Um mês depois de um grupo de ativistas climáticos atirar sopa contra o famoso quadro de Leonardo da Vinci, a Mona Lisa, no Museu do Louvre, uma dupla de manifestantes tentaram vandalizar, nesse sábado (10/2), uma obra de arte do pintor francês Claude Monet, que está exposta em um museu em Lyon, na França.

As duas ativistas foram presas e o Museu de Belas Artes de Lyon afirmou que vai registrar uma queixa por vandalismo contra as mulheres. Conforme a organização, o ataque ocorreu contra a pintura “Le Printemps”, de 1872, em tradução literal “A Primavera”.

No vídeo, a dupla diz que esta será a última primavera se não agirmos contra a crise climática mundial.

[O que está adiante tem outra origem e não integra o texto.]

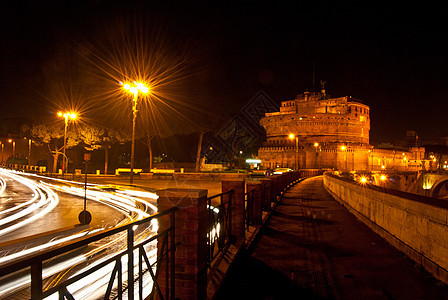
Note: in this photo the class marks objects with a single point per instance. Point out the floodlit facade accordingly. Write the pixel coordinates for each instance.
(318, 131)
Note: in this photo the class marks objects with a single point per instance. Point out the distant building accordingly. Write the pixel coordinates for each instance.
(318, 131)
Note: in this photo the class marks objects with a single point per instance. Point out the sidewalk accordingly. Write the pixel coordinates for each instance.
(313, 248)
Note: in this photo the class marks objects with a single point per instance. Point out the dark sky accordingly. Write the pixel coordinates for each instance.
(392, 57)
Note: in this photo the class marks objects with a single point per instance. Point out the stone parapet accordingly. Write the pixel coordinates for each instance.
(416, 225)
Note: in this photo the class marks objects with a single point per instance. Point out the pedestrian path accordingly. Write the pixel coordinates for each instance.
(313, 248)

Em comunicado, o museu informou que a obra de arte foi protegida por um painel de vidro. Mesmo com a proteção, a pintura passará por uma inspeção e restauração minuciosa.

A pronta resposta do museu em registrar uma queixa por vandalismo e a prisão das duas manifestantes demonstram a seriedade com que tais atos são tratados, equilibrando a liberdade de expressão com a preservação do patrimônio cultural.

O fato de a obra “Le Printemps” estar protegida por um painel de vidro mitigou os danos potenciais, mas a necessidade de inspeção e restauração sublinha os riscos envolvidos em tais protestos para as obras de arte.

A declaração das ativistas, afirmando que esta poderia ser a “última primavera” sem ação contra a crise climática, ilustra a mensagem dramática que pretendiam transmitir.

Contudo, a escolha de alvo levanta questões sobre a eficácia e as consequências éticas de vandalizar arte como forma de protesto. Esse episódio reforça a importância do diálogo e da busca por métodos de ativismo que não comprometam o patrimônio cultural, ao mesmo tempo que destaca a crescente preocupação pública com as mudanças climáticas e a necessidade de ação urgente.